I would need a closed-form expression for the convolution integral of these two probability density functions:
$$p_1(x) = (\lambda_1\lambda_2/(\lambda_1-\lambda_2))\cdot(\exp(-\lambda_2x)-\exp(-\lambda_1x))$$
$$p_2(x) = \frac{C}{\sqrt{2\pi}}{\frac{1}{x^{3/2}}}\exp\left(\frac{-C^2}{2x}\right);$$
for $x\geq0$, while $p_{1,2}(x) = 0$ for $x<0$
where
$p_1(x)$ is the pdf of the hypoexponential distribution with parameters $\lambda_1$ and $\lambda_2$
$p_2(x)$ is the pdf of the Lévy distribution with parameters $c = C$ and $\mu = 0$
The aim is to obtain the pdf $p_3(x)$ of the sum of two independent random variables with pdf $p_1(x)$ and $p_2(x)$, respectively.
$$p_3(x) = \operatorname{heaviside}(x)\int_0^{x}{p_1(t)p_2(x-t)dt}$$
I was not able to get a closed-form solution with Matlab symbolic toolbox, which produces:
$$p_3(x) = \operatorname{heaviside}(x)\int_0^{x}{ -\frac{\sqrt{2}\,\sqrt{C}\,l_{1}\,l_{2}\,{e}^{\frac{C}{2\,\left(t-x\right)}}\,\left({e}^{-l_{1}\,t}-{e}^{-l_{2}\,t}\right)}{2\,\sqrt{\pi }\,\left(l_{1}-l_{2}\right)\,{\left(x-t\right)}^{3/2}}dt }$$
Can someone solve it manually or confirm that it does not have a closed-form?
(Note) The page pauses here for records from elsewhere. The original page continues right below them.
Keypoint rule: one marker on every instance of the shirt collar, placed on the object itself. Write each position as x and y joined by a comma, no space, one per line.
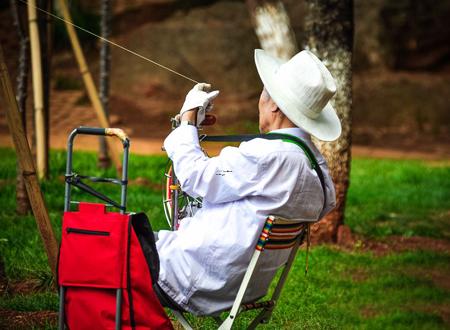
296,131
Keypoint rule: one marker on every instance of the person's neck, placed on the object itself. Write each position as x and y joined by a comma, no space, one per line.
285,123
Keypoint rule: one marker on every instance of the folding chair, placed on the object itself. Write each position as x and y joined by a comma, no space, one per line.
278,233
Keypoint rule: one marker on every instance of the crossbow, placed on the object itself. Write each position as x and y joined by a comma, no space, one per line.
179,205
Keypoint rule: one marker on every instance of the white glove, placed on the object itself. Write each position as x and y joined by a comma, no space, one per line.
199,98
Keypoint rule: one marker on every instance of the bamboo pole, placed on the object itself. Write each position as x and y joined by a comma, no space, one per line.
38,97
27,167
89,83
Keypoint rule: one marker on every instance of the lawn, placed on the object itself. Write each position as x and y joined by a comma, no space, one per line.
353,288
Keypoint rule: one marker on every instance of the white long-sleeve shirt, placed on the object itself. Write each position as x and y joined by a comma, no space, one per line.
203,263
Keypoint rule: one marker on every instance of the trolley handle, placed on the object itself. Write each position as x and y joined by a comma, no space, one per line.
103,131
72,179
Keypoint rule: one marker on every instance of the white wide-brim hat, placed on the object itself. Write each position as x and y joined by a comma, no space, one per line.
302,88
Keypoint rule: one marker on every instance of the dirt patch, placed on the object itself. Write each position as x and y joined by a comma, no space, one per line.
401,244
26,320
384,246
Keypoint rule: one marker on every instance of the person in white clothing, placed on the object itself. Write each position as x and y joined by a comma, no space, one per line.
204,261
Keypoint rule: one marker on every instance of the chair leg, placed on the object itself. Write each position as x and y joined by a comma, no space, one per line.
180,318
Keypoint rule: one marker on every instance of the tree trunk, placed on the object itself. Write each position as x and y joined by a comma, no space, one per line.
329,34
105,68
45,32
38,101
273,28
22,202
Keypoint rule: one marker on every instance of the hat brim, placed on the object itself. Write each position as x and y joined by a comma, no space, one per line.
326,126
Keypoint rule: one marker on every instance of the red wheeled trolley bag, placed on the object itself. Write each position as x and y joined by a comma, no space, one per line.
108,260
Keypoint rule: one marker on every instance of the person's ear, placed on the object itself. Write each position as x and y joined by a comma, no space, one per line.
273,106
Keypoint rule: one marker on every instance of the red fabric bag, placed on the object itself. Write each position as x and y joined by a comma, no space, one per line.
100,253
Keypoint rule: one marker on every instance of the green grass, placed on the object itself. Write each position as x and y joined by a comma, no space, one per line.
399,197
342,290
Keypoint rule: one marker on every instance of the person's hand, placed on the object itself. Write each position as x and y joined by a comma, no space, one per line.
197,103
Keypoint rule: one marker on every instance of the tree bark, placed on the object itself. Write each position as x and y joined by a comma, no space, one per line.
38,102
45,32
22,202
105,68
273,28
329,34
27,166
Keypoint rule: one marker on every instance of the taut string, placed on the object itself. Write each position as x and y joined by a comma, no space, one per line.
113,43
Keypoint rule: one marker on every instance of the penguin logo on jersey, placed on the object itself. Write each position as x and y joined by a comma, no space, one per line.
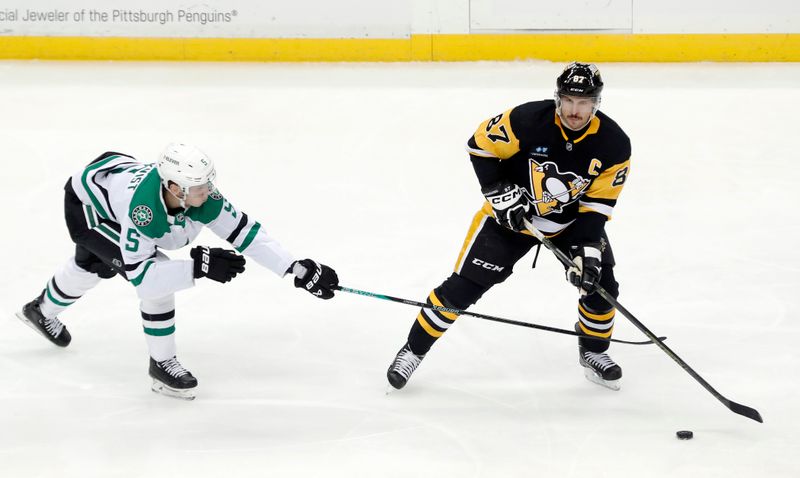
142,215
552,189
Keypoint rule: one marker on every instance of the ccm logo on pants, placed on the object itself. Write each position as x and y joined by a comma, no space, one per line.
487,265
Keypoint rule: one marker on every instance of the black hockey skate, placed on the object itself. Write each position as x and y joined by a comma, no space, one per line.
51,329
172,380
403,366
600,368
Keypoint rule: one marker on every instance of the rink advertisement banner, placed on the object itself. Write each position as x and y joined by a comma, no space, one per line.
209,19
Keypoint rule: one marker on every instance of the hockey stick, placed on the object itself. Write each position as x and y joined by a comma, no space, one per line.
487,317
743,410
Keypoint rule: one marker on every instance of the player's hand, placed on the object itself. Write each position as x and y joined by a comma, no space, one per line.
585,275
217,264
318,279
510,203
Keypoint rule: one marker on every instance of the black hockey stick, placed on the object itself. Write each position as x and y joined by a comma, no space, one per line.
743,410
487,317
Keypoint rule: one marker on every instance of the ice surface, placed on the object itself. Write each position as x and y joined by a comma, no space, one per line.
362,166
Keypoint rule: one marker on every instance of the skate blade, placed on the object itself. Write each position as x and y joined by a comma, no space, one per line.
27,322
182,394
593,377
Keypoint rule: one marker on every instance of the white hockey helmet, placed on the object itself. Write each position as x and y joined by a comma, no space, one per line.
186,166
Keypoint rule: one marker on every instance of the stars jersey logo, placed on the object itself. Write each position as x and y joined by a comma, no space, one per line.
553,189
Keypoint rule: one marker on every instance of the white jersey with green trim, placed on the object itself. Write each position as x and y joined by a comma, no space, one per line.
121,189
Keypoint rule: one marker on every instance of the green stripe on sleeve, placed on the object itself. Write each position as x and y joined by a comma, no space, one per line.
108,232
138,279
57,302
250,236
85,183
90,216
159,332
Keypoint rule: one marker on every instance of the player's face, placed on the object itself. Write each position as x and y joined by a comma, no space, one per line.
198,195
576,111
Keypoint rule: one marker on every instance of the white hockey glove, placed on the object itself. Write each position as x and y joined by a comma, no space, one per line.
318,279
585,275
510,203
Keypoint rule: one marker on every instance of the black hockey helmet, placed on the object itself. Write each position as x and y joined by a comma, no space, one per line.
580,79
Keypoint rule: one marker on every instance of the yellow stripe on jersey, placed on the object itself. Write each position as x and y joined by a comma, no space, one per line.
594,127
604,335
600,317
435,301
425,325
609,184
496,137
473,229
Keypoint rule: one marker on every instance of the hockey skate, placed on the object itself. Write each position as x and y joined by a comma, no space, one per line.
403,366
600,368
172,380
51,329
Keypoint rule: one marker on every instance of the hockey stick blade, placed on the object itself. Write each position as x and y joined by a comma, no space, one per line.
490,317
745,411
737,408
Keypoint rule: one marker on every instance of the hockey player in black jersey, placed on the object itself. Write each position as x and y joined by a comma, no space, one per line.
560,164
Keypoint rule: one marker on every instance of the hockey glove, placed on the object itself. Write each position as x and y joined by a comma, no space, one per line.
318,279
216,263
510,203
585,275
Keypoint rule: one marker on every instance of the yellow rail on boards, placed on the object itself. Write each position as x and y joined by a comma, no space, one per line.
436,47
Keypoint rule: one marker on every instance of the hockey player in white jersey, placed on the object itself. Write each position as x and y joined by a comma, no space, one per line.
121,213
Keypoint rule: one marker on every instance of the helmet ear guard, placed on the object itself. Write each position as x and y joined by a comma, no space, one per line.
581,80
186,166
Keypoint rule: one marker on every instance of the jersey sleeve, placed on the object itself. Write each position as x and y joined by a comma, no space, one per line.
247,236
494,138
152,273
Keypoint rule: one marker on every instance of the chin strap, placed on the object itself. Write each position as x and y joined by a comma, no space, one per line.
180,200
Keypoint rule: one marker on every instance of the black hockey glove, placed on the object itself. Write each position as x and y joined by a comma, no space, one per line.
216,263
587,271
316,278
510,203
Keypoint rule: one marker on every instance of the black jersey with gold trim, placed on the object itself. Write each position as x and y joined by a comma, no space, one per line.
570,176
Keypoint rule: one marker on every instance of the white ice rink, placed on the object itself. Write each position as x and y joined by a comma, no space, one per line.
362,166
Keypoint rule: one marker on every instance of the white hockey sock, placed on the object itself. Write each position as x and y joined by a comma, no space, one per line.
68,285
158,319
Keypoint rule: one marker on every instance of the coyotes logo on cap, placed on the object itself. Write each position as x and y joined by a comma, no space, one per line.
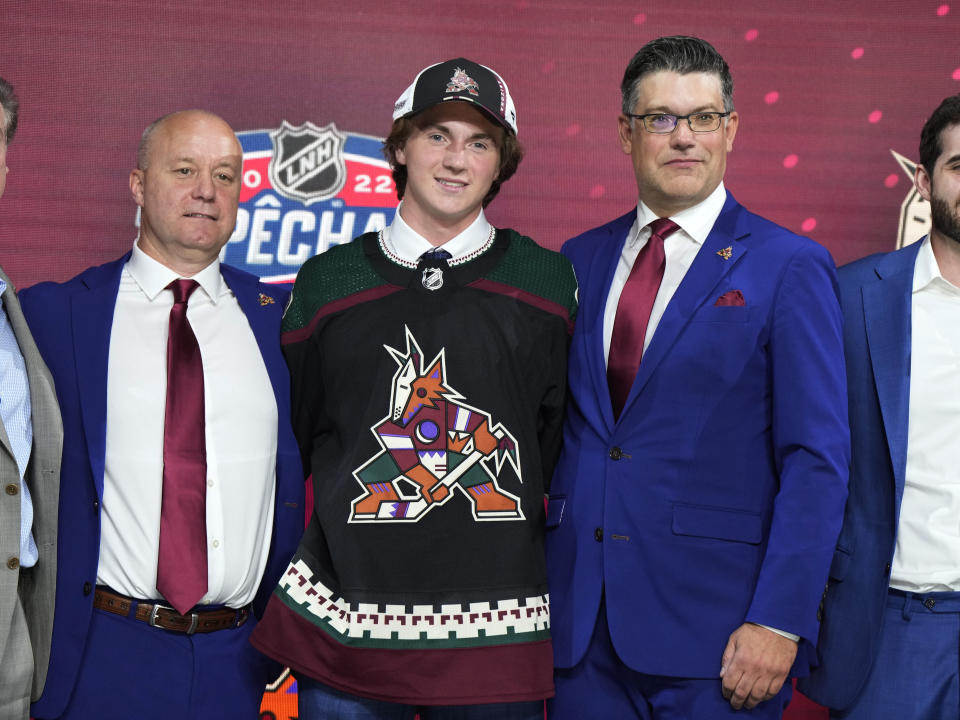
460,81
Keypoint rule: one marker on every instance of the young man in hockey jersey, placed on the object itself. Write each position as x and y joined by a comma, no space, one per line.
428,367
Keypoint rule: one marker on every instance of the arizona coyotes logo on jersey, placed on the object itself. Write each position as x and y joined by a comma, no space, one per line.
433,444
460,81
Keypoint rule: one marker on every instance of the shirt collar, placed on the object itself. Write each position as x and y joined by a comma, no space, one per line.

Mathematica gives the result
$$\int\limits_0^x p_1(t)\,p_2(x-t)\,dt=\frac{(\lambda_1 \lambda_2)}{2 (\lambda_1-\lambda_2)} \left(e^{-\lambda_2 x} \left(e^{i C \sqrt{2 \lambda_2}}\ \text{erfc}\left(\frac{C}{\sqrt{2 x}}+i \sqrt{\lambda_2 x}\right)+e^{-i C \sqrt{2 \lambda_2}}\ \text{erfc}\left(\frac{C}{\sqrt{2 x}}-i \sqrt{\lambda_2 x}\right)\right)-e^{-\lambda_1 x} \left(e^{i C \sqrt{2 \lambda_1}}\ \text{erfc}\left(\frac{C}{\sqrt{2 x}}+i \sqrt{\lambda_1 x}\right)+e^{-i C \sqrt{2 \lambda_1}}\ \text{erfc}\left(\frac{C}{\sqrt{2 x}}-i \sqrt{\lambda_1 x}\right)\right)\right)$$
which is valid for $\lambda_1,\lambda_2,C,x>0\land\lambda_1\ne\lambda_2$.